Iran ranks 1st in ME for improper use of water, soil

08 Aug 2010, Iran --- Water has left the path to salt drifts, dry shrubs and abandoned piers. Lake Urmia, Iran. -- The third largest salt water lake in the world is drying up fast, as experts fear another environmental disaster in the Aral Sea. Lake Urmia, Iran. July 2011. --- Image by © Alessandro  Marongiu / Demotix/Demotix/Corbis

08 Aug 2010, Iran — Water has left the path to salt drifts, dry shrubs and abandoned piers. Lake Urmia, Iran.

Tehran, March 10, IRNA – Dean of Nuclear Agriculture Research Center Ebrahim Moghiseh said on Tuesday that Iran ranks first in the Middle East and Asia in terms of improper use of water and soil.

Addressing the Seminar on the Status of Nuclear Technology in Scientific and Economic Development of Agriculture and Natural Resources of the country, Moghiseh said the dust storms results from lack of sound management of water and soil in the country to the extent that wind and water attrition in Iran is estimated to stand six to 33 tons a year.
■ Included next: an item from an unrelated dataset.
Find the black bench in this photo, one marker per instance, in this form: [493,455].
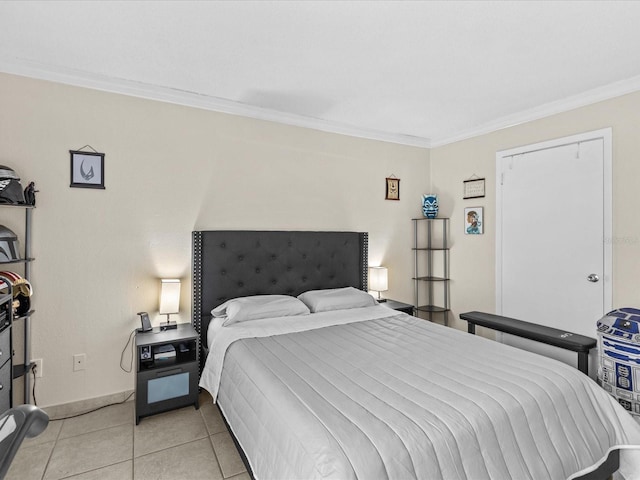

He highlighted importance of soil management and said soil is an asset which needs time to be produced: each centimeter of soil takes about 300 to 700 years to be produced but unfortunately, improper management in Iran results in ruining several centimeters of soil.

He then referred to significance of soil in food security and said based on research made, the irrigation under pressure might result in about 20 to 30 percent increase in water exploitation despite hefty cost.

He called for soil management, using modern science and sophisticated technology, increase in soil productivity, more fertility of soil and using diversified ploughs and mineral materials to conserve soil and water.